Graduated in 2010 / Media Production and Multimedia / Lexington

From graduation to now, how did you arrive where you are professionally?

It took me until my last year of school to see I didn’t want to do live production and do animation. At the time, Asbury had no programs for it but supplied some foundation principles that helped me compositionally. Out of school, I worked at Starbucks continuing to do small side jobs here and there and eventually I got a job at a healthcare company doing interviews and while there I taught myself After Effects and Cinema 4D. I was not making really any money. From there I spent lots of time replicating great work I saw to get better and followed as many tutorials as I possibly could.

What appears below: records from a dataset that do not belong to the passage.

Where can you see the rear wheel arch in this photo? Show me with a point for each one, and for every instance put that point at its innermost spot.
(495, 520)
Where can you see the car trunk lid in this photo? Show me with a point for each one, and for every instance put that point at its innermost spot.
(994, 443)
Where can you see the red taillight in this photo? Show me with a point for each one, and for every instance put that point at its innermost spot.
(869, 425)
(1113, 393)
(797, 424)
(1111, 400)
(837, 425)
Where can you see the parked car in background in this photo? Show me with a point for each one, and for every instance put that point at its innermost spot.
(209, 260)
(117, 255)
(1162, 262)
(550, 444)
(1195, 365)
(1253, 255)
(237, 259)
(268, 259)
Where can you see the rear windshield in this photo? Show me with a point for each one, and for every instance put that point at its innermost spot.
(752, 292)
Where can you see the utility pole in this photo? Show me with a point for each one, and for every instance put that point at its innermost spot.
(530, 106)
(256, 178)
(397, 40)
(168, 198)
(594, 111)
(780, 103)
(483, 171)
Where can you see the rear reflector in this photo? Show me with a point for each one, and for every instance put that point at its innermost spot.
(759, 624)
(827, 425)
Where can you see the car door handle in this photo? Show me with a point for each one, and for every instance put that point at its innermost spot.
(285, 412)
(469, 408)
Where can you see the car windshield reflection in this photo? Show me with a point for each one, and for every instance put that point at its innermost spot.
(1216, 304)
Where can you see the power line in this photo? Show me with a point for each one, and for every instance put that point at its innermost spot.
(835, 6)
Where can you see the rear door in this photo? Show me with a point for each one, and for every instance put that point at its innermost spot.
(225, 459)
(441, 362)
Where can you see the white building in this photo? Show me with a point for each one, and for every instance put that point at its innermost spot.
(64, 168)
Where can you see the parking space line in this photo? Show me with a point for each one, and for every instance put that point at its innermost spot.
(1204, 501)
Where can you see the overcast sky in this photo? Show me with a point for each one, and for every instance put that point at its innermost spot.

It was hugely important for me to continue to grow in skill and knowledge early on so that I could animate my ideas. I was picking up small freelance projects on the side and doing tons and tons of personal work that was really, really bad. After about two years there and my boss getting let go, my new boss came in and … transitioned my role.  At that time I decided to go full freelance and began seeking jobs.  It was a big risk for me as my wife and I had just bought a house, but the Lord really took care of us and has remained more than faithful.

Since then things have only expanded to the point where I could start my own shop doing just what I love. We have been blessed to work with all kinds of clients, big and small. I can’t really take too much credit for my success other than saying that I chose to stay faithful in trusting the Lord with our finances and work and letting him direct my path while I focused on working hard. Day by day, I see how he provides us with grand opportunities and blesses us.

What were your goals when you graduated? Would you have guessed where you are now?

Honestly, at the time, I was quite aimless and was at the peak of my life of not making the greatest of life choices personally. I wanted to animate and do work that I loved but had not really set myself any goals.  It took God conquering me in my rebellion and me really aligning to the gifts he had given me before I started to see things really fall into place. It took learning from my mistakes, taking some of what I thought to be big risks, and putting myself around the right people to start seeing any real progress in the desires I had to pursue the work I love. Now being financially stable with a home and business that are thriving, it’s hard to say that I could have ever guessed that.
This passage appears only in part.